🤖 AI Summary
Existing text-to-SQL reinforcement learning (RL) approaches rely either on costly SQL execution against databases or large language model (LLM)-based scoring, resulting in high latency and substantial GPU memory overhead. This work proposes an execution-free RL fine-tuning framework for text-to-SQL. Its core contributions are: (1) GMNScore, the first reward model leveraging graph-structured matching of SQL queries to capture semantic and syntactic fidelity without execution; and (2) StepRTM, a stepwise reward mechanism integrating intermediate supervision from CTE subqueries and lightweight graph representation learning.

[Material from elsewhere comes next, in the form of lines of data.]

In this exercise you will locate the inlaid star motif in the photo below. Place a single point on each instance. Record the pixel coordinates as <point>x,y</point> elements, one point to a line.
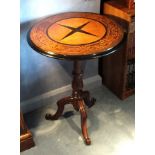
<point>77,29</point>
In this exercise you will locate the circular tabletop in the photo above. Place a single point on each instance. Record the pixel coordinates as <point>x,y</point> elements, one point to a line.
<point>76,35</point>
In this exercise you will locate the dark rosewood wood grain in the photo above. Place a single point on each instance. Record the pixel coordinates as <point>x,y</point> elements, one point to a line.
<point>75,35</point>
<point>26,139</point>
<point>78,99</point>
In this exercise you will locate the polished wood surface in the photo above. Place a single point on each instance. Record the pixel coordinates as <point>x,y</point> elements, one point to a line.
<point>78,99</point>
<point>26,139</point>
<point>75,35</point>
<point>112,7</point>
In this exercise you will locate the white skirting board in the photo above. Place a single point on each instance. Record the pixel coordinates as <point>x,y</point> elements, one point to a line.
<point>39,101</point>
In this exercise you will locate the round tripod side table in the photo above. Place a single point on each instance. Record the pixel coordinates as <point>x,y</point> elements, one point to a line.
<point>76,36</point>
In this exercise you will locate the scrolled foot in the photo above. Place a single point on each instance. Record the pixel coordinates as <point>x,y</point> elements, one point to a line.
<point>48,116</point>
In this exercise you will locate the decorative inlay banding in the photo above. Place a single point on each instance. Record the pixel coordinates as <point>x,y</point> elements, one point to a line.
<point>75,34</point>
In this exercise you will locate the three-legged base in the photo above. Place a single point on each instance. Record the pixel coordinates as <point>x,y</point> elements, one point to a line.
<point>78,99</point>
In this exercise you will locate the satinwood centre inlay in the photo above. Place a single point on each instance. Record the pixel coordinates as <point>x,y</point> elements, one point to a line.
<point>76,31</point>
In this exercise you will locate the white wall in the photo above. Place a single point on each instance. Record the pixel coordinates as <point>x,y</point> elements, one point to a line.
<point>32,9</point>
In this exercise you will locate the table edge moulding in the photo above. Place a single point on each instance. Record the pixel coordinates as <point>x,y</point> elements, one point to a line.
<point>76,36</point>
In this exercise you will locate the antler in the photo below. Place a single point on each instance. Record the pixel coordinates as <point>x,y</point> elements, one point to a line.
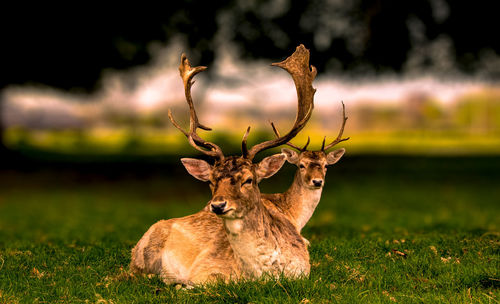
<point>277,133</point>
<point>339,137</point>
<point>187,73</point>
<point>297,65</point>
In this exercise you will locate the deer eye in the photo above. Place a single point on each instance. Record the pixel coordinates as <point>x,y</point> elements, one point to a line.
<point>247,181</point>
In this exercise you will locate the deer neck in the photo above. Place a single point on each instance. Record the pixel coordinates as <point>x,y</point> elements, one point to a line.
<point>301,201</point>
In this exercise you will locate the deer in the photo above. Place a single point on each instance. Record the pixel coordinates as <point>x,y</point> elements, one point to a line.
<point>301,199</point>
<point>237,237</point>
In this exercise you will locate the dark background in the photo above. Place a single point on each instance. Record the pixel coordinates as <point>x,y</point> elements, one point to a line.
<point>70,46</point>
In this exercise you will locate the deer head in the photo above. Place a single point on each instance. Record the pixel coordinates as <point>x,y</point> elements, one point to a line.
<point>313,164</point>
<point>234,180</point>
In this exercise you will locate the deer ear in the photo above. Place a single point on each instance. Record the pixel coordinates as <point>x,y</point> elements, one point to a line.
<point>198,168</point>
<point>334,156</point>
<point>291,156</point>
<point>269,165</point>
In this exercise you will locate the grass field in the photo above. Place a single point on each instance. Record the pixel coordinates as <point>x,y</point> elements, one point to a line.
<point>403,229</point>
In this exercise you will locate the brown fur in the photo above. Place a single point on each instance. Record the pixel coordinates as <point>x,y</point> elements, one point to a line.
<point>245,242</point>
<point>300,200</point>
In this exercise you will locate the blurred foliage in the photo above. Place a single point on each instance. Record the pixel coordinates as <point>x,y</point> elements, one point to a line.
<point>419,125</point>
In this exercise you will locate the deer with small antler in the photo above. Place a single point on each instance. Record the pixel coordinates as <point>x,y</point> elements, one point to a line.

Crucially, the framework eliminates dependence on database execution or LLM scoring during training. Evaluated on Spider and BIRD benchmarks, it achieves 4.2–6.8% absolute gains in SQL execution accuracy, reduces inference latency by 72%, and cuts GPU memory consumption by 65%, significantly outperforming both execution-based and LLM-based reward methods.
📝 Abstract
Reinforcement learning (RL) has been widely adopted to enhance the performance of large language models (LLMs) on Text-to-SQL tasks. However, existing methods often rely on execution-based or LLM-based Bradley-Terry reward models. The former suffers from high execution latency caused by repeated database calls, whereas the latter imposes substantial GPU memory overhead, both of which significantly hinder the efficiency and scalability of RL pipelines. To this end, we propose a novel Text-to-SQL RL fine-tuning framework named Graph-Reward-SQL, which employs the GMNScore outcome reward model. We leverage SQL graph representations to provide accurate reward signals while significantly reducing inference time and GPU memory usage. Building on this foundation, we further introduce StepRTM, a stepwise reward model that provides intermediate supervision over Common Table Expression (CTE) subqueries. This encourages both functional correctness and structural clarity of SQL. Extensive comparative and ablation experiments on standard benchmarks, including Spider and BIRD, demonstrate that our method consistently outperforms existing reward models.